No one seems to know why a man shot his son and a dog Monday afternoon before turning the gun on himself while he had Orem emergency dispatchers on the telephone.
Rex W. Black, 47, dialed 911 from his apartment about 4:30 p.m. and told a dispatcher that he had just shot his son, said Orem Police Lt. Bob Conner. The dispatcher then heard a single gunshot.Police arrived a few minutes later to find Black dead in the living room at 1274 N. State St., Apt. 4. His 22-year-old son, Tobias "Toby" Black, was dead in the kitchen. Both had suffered gunshot wounds to the head, Conner said.
A Chihuahua also died from a gunshot wound. An iguana police discovered in the apartment was not harmed.
Police found a Russian-made Makarov 9mm handgun near Rex Black's body. Conner said he didn't know who owned the gun.
Amy Nau, a close friend of Toby Black who gave him the dog named Loki, said the father and son were inseparable and had lived together the past eight years.
"They were very, very close," she said.
Nau can't imagine that anger or an argument precipitated the killing.
"I think if anything it was done out of love," she said. "Maybe Rex didn't want to die alone. That's one part that's hard to understand.
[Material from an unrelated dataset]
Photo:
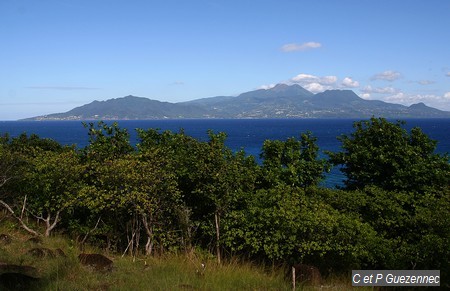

I don't think it's fair."
Police have not come up with a reason for the shooting, either.
"It's a puzzle. The two people who know why it occurred are not here anymore," Conner said.
Tenants in the seven-unit motel-turned-apartments didn't know much about the Blacks. Next-door neighbor Jeff Ruble said they moved to the apartment less than a year ago. The father and son kept to themselves, he said.
Rex Black was a "nice guy," Ruble said, adding he didn't detect anything that might be troubling his neighbor. Ruble, who has lived at the apartments for four years, said he last saw Rex Black a day or two ago when they waved to each other in the parking lot.
"I was totally shocked to find out about this," said Charles Waggoner, Rex Black's boss at Burrelle Press Clipping Service. "We are saddened about this tragedy."
Toby Black took humanities and general studies courses at Utah Valley State College during the 1994-95 school year. Nau, who worked with Toby Black at Sears Teleservice Center, said he planned to go back to school and was most recently building log furniture for a local company. She described Toby Black as a fun person to be around.
"He was really funny and sarcastic."
The Blacks moved to Orem from Spanish Fork last July. Toby Black attended Spanish Fork High School, and those who knew him called him a "nice kid."
"He wasn't one to go off and do the really wild things. He just looked it," said Karen K. Payne, a former neighbor in Spanish Fork. "I can't believe any of this was Toby's idea."